"Nous allons forfaitiser ce délit (...) On veut tout de suite demander une somme. Il n'y a pas de dépénalisation de l'usage du cannabis (...) La forfaitisation n'éteint pas l'action pénale", a déclaré jeudi le ministre de l'Intérieur Gérard Collomb sur Europe 1.
Selon son entourage, "il n'y a pas de systématisation" et les forces de l'ordre feront "une appréciation au cas par cas" des personnes arrêtées.
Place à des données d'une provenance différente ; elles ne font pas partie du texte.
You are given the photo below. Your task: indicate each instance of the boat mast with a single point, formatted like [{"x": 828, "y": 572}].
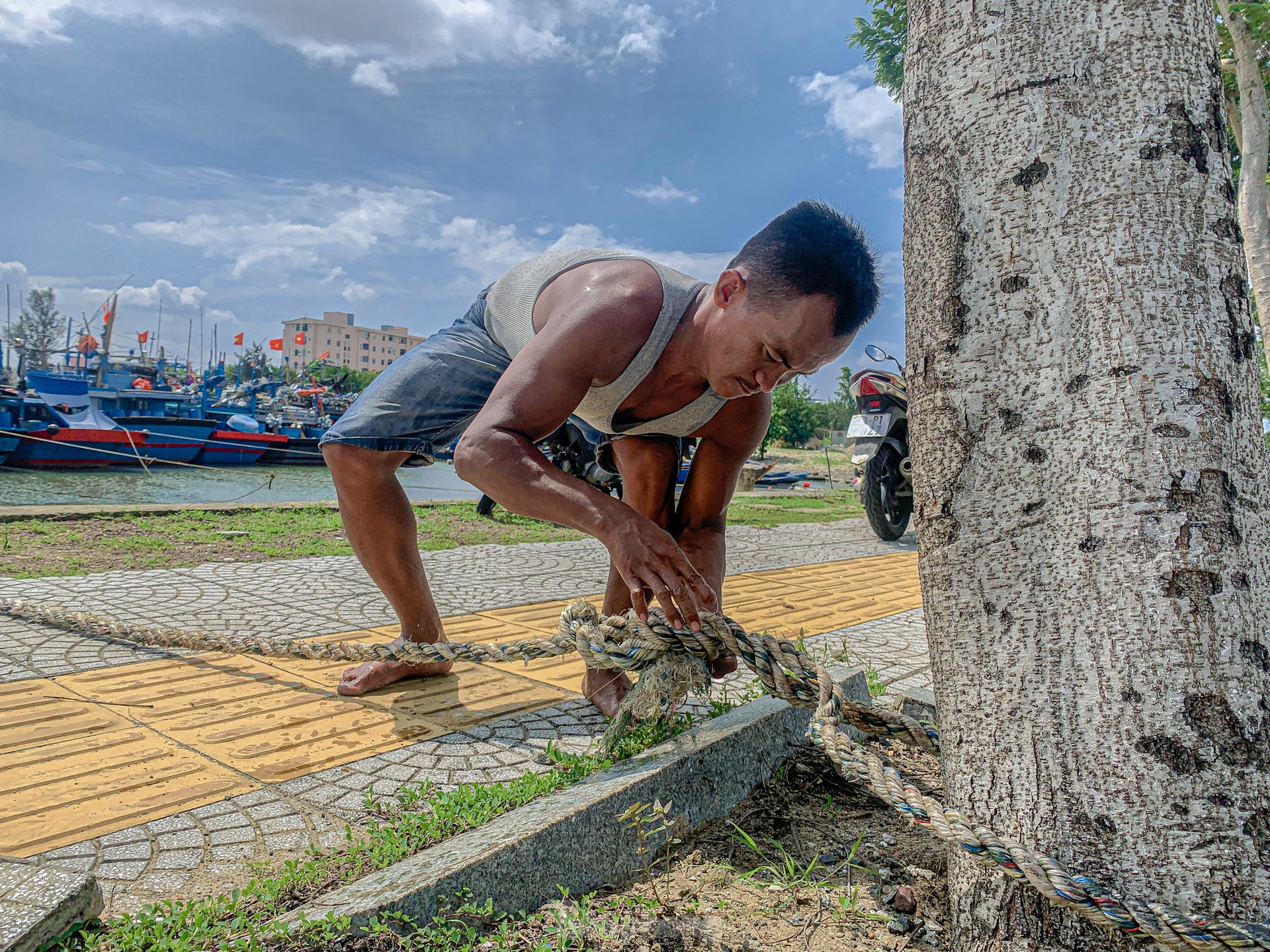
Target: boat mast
[{"x": 106, "y": 339}]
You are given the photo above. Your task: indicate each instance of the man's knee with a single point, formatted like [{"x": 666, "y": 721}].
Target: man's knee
[
  {"x": 650, "y": 467},
  {"x": 352, "y": 462}
]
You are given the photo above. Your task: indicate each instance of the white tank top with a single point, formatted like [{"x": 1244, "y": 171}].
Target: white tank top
[{"x": 509, "y": 321}]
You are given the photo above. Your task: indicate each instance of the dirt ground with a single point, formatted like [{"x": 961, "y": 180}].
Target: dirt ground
[{"x": 807, "y": 863}]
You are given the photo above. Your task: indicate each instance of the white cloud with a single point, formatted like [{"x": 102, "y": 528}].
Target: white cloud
[
  {"x": 666, "y": 190},
  {"x": 869, "y": 120},
  {"x": 15, "y": 273},
  {"x": 385, "y": 36},
  {"x": 304, "y": 229},
  {"x": 220, "y": 315},
  {"x": 890, "y": 264},
  {"x": 356, "y": 294},
  {"x": 488, "y": 251},
  {"x": 161, "y": 290},
  {"x": 372, "y": 75},
  {"x": 646, "y": 34}
]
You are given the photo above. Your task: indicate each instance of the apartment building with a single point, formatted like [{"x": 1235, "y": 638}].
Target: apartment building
[{"x": 349, "y": 346}]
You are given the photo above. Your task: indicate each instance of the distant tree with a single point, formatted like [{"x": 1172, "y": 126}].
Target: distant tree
[
  {"x": 38, "y": 328},
  {"x": 883, "y": 37},
  {"x": 254, "y": 362},
  {"x": 794, "y": 415}
]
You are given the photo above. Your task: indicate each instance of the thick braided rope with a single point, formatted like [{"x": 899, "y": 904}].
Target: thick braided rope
[
  {"x": 625, "y": 641},
  {"x": 790, "y": 674}
]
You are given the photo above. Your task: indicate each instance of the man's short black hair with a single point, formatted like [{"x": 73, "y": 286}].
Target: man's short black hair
[{"x": 814, "y": 249}]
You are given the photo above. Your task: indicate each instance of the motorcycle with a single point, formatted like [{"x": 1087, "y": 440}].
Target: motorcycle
[
  {"x": 573, "y": 450},
  {"x": 880, "y": 429}
]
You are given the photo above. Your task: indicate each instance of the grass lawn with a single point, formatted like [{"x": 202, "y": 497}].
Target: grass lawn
[{"x": 37, "y": 547}]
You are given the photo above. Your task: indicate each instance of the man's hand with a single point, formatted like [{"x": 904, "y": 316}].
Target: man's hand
[{"x": 651, "y": 561}]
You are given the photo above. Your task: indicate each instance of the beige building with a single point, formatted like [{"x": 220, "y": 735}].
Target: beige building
[{"x": 347, "y": 344}]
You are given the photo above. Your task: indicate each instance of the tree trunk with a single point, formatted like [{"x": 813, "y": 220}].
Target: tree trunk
[
  {"x": 1254, "y": 153},
  {"x": 1091, "y": 481}
]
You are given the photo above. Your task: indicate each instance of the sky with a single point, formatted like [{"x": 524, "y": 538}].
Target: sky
[{"x": 270, "y": 159}]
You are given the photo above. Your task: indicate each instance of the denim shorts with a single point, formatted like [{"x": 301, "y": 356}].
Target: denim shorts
[{"x": 425, "y": 400}]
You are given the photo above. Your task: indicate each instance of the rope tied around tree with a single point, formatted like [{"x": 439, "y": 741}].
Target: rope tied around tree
[{"x": 673, "y": 663}]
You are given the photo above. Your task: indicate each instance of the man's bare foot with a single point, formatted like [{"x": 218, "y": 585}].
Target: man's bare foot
[
  {"x": 723, "y": 666},
  {"x": 372, "y": 676},
  {"x": 605, "y": 688}
]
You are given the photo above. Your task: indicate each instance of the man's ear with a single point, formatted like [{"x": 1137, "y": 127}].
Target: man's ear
[{"x": 730, "y": 284}]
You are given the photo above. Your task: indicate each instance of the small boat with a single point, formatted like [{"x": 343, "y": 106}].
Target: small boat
[
  {"x": 781, "y": 479},
  {"x": 298, "y": 451},
  {"x": 235, "y": 448},
  {"x": 171, "y": 438},
  {"x": 11, "y": 422},
  {"x": 54, "y": 447}
]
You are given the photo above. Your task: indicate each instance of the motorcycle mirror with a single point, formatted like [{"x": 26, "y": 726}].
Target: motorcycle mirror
[{"x": 876, "y": 353}]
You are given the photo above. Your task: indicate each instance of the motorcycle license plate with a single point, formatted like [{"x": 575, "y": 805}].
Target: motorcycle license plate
[{"x": 869, "y": 426}]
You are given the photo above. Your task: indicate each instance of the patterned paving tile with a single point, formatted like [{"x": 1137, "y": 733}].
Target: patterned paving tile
[{"x": 207, "y": 848}]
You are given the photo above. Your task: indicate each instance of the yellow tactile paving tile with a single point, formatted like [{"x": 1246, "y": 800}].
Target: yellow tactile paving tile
[
  {"x": 472, "y": 694},
  {"x": 73, "y": 770},
  {"x": 252, "y": 716},
  {"x": 788, "y": 602},
  {"x": 85, "y": 754}
]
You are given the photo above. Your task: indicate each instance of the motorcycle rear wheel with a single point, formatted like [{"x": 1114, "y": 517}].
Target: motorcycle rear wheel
[{"x": 888, "y": 513}]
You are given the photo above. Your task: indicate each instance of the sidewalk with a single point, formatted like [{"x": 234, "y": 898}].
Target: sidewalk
[{"x": 165, "y": 776}]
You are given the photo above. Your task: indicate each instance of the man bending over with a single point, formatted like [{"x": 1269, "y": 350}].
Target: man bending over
[{"x": 640, "y": 352}]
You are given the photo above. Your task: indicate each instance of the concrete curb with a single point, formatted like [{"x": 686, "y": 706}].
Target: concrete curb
[
  {"x": 572, "y": 837},
  {"x": 917, "y": 703},
  {"x": 40, "y": 904}
]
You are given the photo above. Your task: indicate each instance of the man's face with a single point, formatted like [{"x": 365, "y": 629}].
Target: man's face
[{"x": 759, "y": 346}]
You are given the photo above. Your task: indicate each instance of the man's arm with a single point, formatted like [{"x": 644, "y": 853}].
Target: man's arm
[
  {"x": 727, "y": 442},
  {"x": 593, "y": 338}
]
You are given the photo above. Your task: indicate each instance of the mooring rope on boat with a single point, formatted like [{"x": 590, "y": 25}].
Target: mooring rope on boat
[{"x": 675, "y": 660}]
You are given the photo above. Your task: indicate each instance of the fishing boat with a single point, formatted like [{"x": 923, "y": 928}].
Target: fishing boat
[
  {"x": 781, "y": 479},
  {"x": 11, "y": 419},
  {"x": 238, "y": 442},
  {"x": 63, "y": 430},
  {"x": 171, "y": 438},
  {"x": 298, "y": 451}
]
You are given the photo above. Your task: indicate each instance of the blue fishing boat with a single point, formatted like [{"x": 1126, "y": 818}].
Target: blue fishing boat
[
  {"x": 238, "y": 442},
  {"x": 171, "y": 438},
  {"x": 11, "y": 422},
  {"x": 781, "y": 479},
  {"x": 63, "y": 430}
]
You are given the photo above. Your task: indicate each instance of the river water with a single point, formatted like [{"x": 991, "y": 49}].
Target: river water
[{"x": 171, "y": 484}]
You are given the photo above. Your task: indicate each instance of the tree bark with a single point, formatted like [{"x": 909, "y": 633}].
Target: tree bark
[
  {"x": 1254, "y": 153},
  {"x": 1090, "y": 476}
]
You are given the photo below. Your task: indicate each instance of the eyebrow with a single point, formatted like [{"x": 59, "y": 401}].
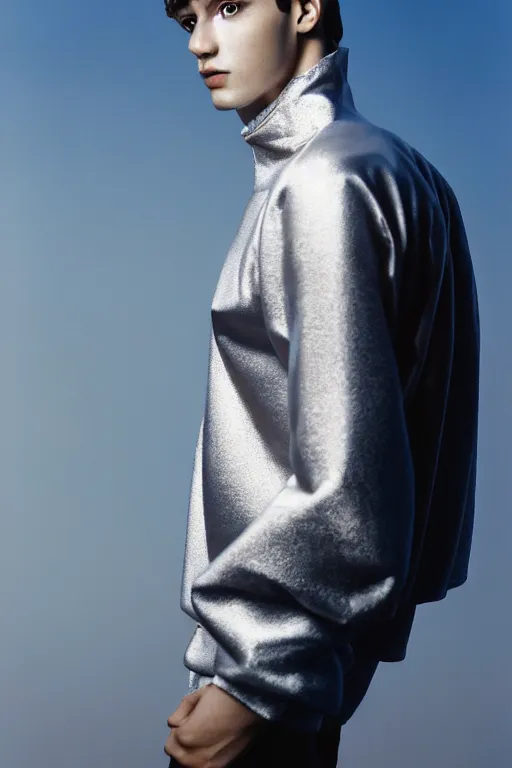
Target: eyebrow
[{"x": 173, "y": 7}]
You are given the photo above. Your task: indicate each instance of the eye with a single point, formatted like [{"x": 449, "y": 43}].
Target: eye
[
  {"x": 190, "y": 20},
  {"x": 225, "y": 6}
]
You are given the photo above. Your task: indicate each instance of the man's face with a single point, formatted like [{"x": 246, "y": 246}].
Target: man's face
[{"x": 252, "y": 40}]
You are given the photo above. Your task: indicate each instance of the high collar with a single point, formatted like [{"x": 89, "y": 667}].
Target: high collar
[{"x": 305, "y": 105}]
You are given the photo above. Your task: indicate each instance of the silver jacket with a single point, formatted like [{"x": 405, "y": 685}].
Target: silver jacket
[{"x": 334, "y": 478}]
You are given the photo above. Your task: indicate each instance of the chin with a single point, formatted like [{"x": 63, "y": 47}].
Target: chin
[{"x": 222, "y": 99}]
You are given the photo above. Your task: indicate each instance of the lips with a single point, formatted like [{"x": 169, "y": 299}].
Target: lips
[
  {"x": 215, "y": 79},
  {"x": 212, "y": 72}
]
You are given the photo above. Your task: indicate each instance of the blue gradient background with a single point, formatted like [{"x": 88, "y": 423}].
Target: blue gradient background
[{"x": 121, "y": 190}]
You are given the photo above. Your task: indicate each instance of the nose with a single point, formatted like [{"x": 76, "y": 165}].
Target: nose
[{"x": 202, "y": 40}]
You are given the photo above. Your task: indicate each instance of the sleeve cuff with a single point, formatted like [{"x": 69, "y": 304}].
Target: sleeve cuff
[{"x": 286, "y": 713}]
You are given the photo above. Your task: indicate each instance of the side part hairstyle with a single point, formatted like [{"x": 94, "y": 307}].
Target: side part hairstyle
[{"x": 331, "y": 18}]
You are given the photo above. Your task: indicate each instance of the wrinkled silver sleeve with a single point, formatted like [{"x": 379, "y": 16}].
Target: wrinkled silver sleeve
[{"x": 329, "y": 556}]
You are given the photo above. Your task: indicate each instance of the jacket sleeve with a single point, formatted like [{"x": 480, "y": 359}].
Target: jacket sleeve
[{"x": 329, "y": 555}]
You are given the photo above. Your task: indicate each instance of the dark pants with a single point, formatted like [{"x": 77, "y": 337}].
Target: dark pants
[{"x": 278, "y": 746}]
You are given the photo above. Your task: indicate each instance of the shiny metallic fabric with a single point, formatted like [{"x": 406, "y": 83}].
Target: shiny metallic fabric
[{"x": 334, "y": 479}]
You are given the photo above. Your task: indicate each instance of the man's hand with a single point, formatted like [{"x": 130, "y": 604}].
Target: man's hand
[{"x": 210, "y": 728}]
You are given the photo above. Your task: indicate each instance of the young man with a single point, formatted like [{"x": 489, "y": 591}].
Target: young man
[{"x": 334, "y": 478}]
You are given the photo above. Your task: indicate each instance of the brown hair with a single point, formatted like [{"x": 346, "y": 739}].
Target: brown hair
[{"x": 331, "y": 18}]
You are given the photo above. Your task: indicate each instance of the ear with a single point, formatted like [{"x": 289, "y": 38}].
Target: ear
[{"x": 308, "y": 14}]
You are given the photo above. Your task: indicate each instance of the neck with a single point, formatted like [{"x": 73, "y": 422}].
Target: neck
[
  {"x": 307, "y": 104},
  {"x": 309, "y": 53}
]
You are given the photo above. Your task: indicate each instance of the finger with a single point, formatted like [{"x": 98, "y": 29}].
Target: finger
[{"x": 185, "y": 708}]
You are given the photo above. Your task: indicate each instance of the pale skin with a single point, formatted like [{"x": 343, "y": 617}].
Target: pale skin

Dans la pratique, les usagers écoperont soit d'une amende, "dont le montant reste à définir", soit de poursuites pénales si, par exemple, ils ont déjà eu une amende ou s'ils sont des trafiquants présumés.
Promesse de campagne d'Emmanuel Macron, la mesure ne concernera que les consommateurs du cannabis, dont le nombre, en augmentation constante en France, avoisine les 700.000 fumeurs quotidiens.
Un rapport parlementaire, présenté en commission des lois jeudi après avoir été reporté deux fois, préconise à l'origine deux solutions: une "amende forfaitaire délictuelle" comprise entre 150 et 200 euros assortie éventuellement de poursuites, et la simple contravention.
Le gouvernement a ainsi privilégié la première mesure, qui pourrait être mise en oeuvre via une loi, "peut-être" celle sur la réforme de la procédure pénale, a précisé le ministre de l'Intérieur.
L'amende forfaitaire avait également les faveurs des syndicats policiers, qui estimaient qu'une contravention "n'est ni plus ni moins qu'une dépénalisation", selon Alliance Police.
"Agenda politique"
"Les travaux n'ont servi qu'un agenda politique: celui du ministère de l'Intérieur", a ironisé le Syndicat de la magistrature dans un communiqué, dénonçant un projet qui "a exclu de fait la véritable réponse: la dépénalisation de l'usage et même, la légalisation des drogues dans un cadre contrôlé".
Selon le centre de réflexions classé à gauche Terra Nova, la légalisation du cannabis rapporterait environ 2 milliards d'euros en France.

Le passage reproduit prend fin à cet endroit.